Galvanick provides cybersecurity services for industrial control systems, specifically the software infrastructure used to operate manufacturing equipment for drug, aerospace and food and beverage companies.
Joshua Steinman, the company’s co-founder and chief executive, said he sees many companies leave the ports for their equipment’s network open for ease of access, and that this puts companies at risk of being hacked. Steinman is the former senior director for cyber policy on the National Security Council. He worked on the 2018 National Cyber Policy and on several executive orders relayed to U.S. cybersecurity during the Trump administration.
He said during his work there he became aware that industrial infrastructure has its own unique set of risks.
“We had a bunch of really high-profile incidents that really exposed the fact that these types of systems and networks do not have the kind of cybersecurity that even traditional IT networks have, and they can’t,” Steinman said. “The technologies that you would want to use in order to secure industrial systems and networks are just very different from those that you would use to secure computers and cell phones, and servers … two-factor authentication on (manufacturing equipment), it just won’t work.”
Reducing human labor
Steinman said that Galvanick reduces the human effort needed by a client’s own cybersecurity or IT team by investigating anomalous events automatically with an extended detection and response — or XDR — platform. The platform synthesizes information from an industrial control system’s network, identifies potentially malicious or anomalous behavior, correlates it in near-real time with other data sources and provides “actionable” insights to the security or operations team. Steinman said that current industrial cybersecurity tools operate at the network layer only, meaning that they look at network traffic in and out of a facility without analyzing it.
“Maybe they’ll find a malicious executable or something that looks suspicious that they see moving at that network layer,” Steinman said. “But then the challenge is (figuring out), did someone at the company put in the work order to change the parameters of this endpoint here? Then you have to go check another system, and then you have to go check another system, so it just creates a lot of human effort.”
He said Galvanick’s goal is to enable a company to save money on labor, adding that the platform can integrate into an existing cybersecurity system. Services are offered through annual contracts, which are priced according to the employee headcount its platform saves. Steinman said this usually correlates to the complexity of a facility.
Deployment can cost anywhere from tens of thousands of dollars to single-digit millions.
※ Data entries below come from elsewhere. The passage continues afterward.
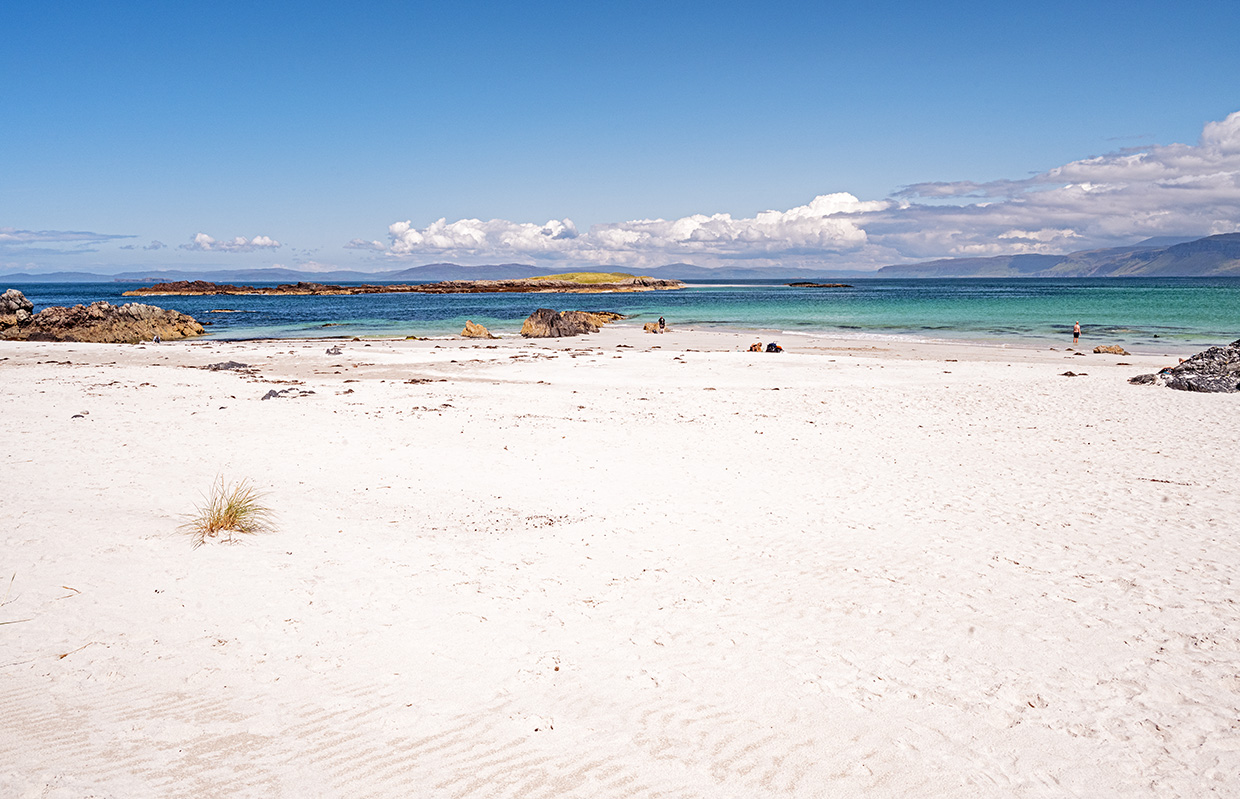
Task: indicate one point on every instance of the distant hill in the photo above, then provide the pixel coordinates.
(1153, 257)
(427, 273)
(1213, 256)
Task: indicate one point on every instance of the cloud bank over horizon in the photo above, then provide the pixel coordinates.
(206, 243)
(1102, 201)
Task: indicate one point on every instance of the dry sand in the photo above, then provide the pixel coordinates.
(595, 568)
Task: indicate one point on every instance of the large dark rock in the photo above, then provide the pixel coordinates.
(14, 309)
(548, 324)
(104, 323)
(1215, 370)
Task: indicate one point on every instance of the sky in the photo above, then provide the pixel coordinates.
(381, 135)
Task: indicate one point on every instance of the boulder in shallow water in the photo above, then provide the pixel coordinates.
(106, 323)
(1215, 370)
(548, 324)
(474, 330)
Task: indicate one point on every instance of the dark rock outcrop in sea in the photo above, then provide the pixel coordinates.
(1215, 370)
(104, 323)
(549, 324)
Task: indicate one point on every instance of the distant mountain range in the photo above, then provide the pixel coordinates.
(428, 273)
(1213, 256)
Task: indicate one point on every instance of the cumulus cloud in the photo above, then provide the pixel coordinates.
(1107, 200)
(203, 242)
(361, 243)
(820, 227)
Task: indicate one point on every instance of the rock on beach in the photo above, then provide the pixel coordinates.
(546, 323)
(474, 330)
(101, 321)
(1215, 370)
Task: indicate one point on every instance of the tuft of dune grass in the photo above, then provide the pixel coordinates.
(230, 510)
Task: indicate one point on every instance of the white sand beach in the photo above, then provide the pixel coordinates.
(620, 565)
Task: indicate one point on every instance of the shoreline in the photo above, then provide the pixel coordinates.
(616, 565)
(765, 334)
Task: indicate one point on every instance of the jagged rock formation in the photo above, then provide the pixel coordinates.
(474, 330)
(15, 309)
(548, 324)
(1215, 370)
(103, 323)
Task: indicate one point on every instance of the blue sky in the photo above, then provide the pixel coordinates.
(261, 134)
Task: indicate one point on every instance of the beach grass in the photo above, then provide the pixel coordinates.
(230, 510)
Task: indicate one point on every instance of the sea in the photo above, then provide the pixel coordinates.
(1150, 313)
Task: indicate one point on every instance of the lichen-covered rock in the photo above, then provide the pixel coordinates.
(14, 309)
(474, 330)
(1215, 370)
(548, 324)
(106, 323)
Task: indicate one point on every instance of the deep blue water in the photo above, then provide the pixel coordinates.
(1129, 310)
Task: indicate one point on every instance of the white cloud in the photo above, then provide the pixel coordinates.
(822, 226)
(206, 243)
(1115, 199)
(361, 243)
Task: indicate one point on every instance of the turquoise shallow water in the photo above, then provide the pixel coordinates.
(1132, 312)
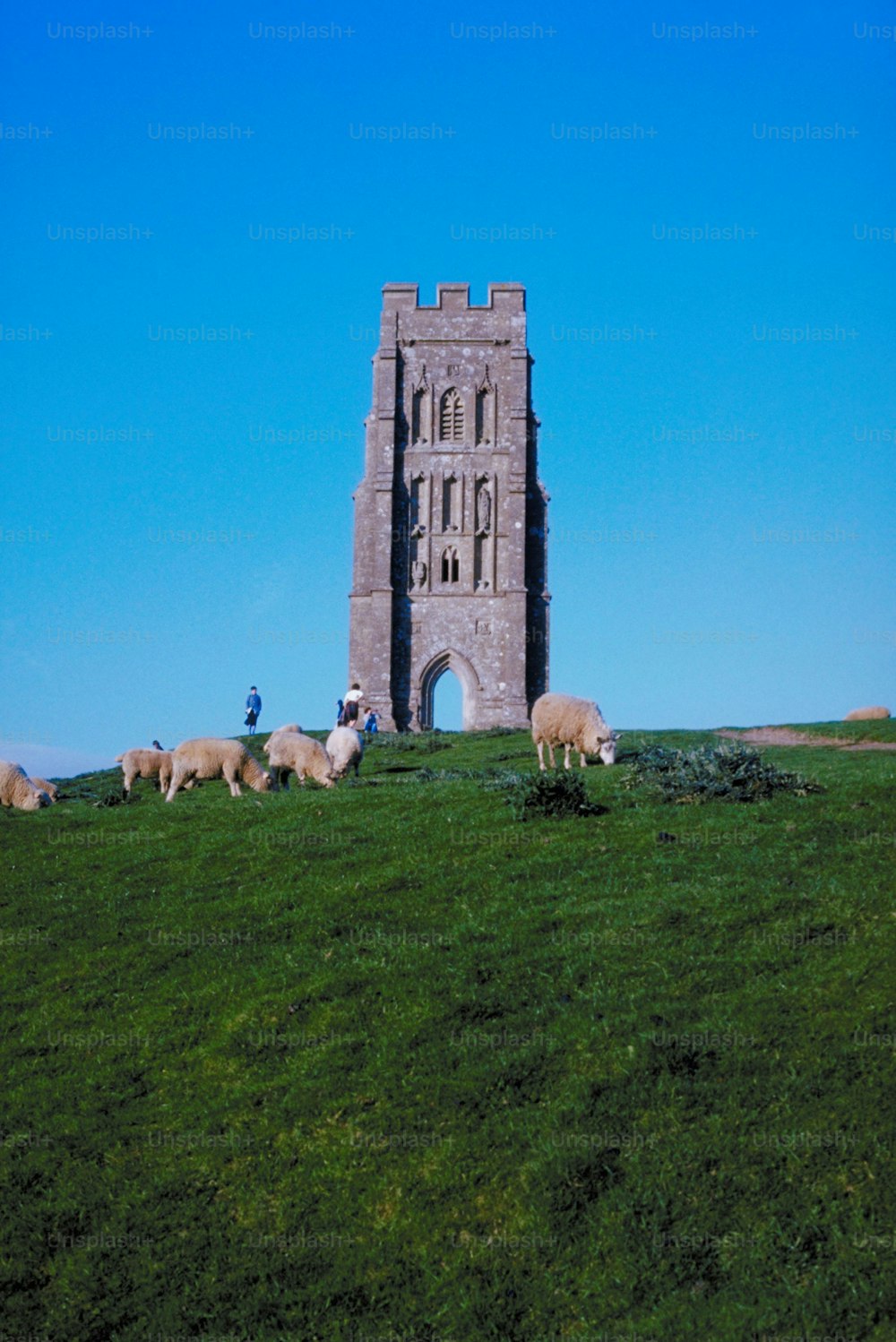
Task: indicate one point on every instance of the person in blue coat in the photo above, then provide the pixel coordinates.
(253, 709)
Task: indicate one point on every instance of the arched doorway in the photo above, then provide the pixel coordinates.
(448, 702)
(432, 673)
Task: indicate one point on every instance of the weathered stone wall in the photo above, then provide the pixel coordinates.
(451, 520)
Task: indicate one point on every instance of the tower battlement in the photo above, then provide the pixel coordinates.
(510, 297)
(451, 520)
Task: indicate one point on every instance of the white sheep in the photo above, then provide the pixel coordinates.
(345, 748)
(16, 788)
(146, 764)
(212, 757)
(293, 752)
(277, 733)
(561, 719)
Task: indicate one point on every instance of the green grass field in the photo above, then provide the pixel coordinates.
(383, 1063)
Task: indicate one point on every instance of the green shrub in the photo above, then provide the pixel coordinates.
(707, 773)
(557, 794)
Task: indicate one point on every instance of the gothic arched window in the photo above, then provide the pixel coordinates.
(451, 417)
(450, 565)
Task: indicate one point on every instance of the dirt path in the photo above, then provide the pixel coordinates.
(786, 737)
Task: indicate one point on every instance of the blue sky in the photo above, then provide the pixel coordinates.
(704, 224)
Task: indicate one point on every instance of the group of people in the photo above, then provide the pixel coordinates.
(348, 710)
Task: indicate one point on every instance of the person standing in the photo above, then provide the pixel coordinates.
(253, 709)
(353, 698)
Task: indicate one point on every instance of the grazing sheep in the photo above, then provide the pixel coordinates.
(299, 754)
(146, 764)
(345, 748)
(211, 757)
(561, 719)
(42, 786)
(16, 788)
(277, 733)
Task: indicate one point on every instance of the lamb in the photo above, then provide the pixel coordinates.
(278, 732)
(561, 719)
(146, 764)
(42, 786)
(345, 748)
(210, 757)
(293, 752)
(18, 789)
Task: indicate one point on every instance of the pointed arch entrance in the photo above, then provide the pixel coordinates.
(429, 676)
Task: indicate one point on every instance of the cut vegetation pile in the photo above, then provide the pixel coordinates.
(712, 773)
(383, 1063)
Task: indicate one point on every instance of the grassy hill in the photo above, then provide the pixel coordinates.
(383, 1062)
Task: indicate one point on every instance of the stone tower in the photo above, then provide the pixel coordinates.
(451, 518)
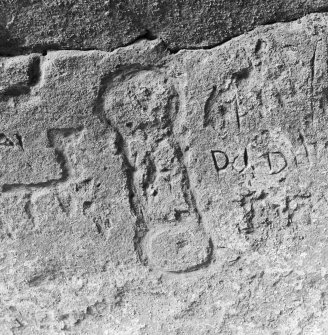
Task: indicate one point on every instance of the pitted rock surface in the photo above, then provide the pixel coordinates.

He explained that services for an oil refinery would cost more, since it would likely be a more complicated control system, while services for a small manufacturing facility generally cost much less.
“What people have to do (without Galvanick) is they have to go out and get their own data-processing platform … and then they themselves have to build all of those integrations, and they have to build that correlation engine themselves. Often we’ll talk to folks who have tried to do this in-house and it seems somewhat doable. And then after a few months, they realize it’s a really big task to do all this. We build all that stuff ourselves, and then we just sell it (to them) instead of having to recreate the wheel.”
Network segregation
Dr. Clifford Neuman, an associate professor of computer science at the USC Viterbi School of Engineering, said that industrial control systems should be on their own, segregated network, apart from the rest of a business’ normal operations.
He said the benefit of this is being able to have a strict, well-defined set of protocols, because human activity on the industrial control system’s network will be substantially more limited. The industrial control system’s software would be interacting with itself only to run equipment and manufacturing infrastructure, making intrusion detection much simpler.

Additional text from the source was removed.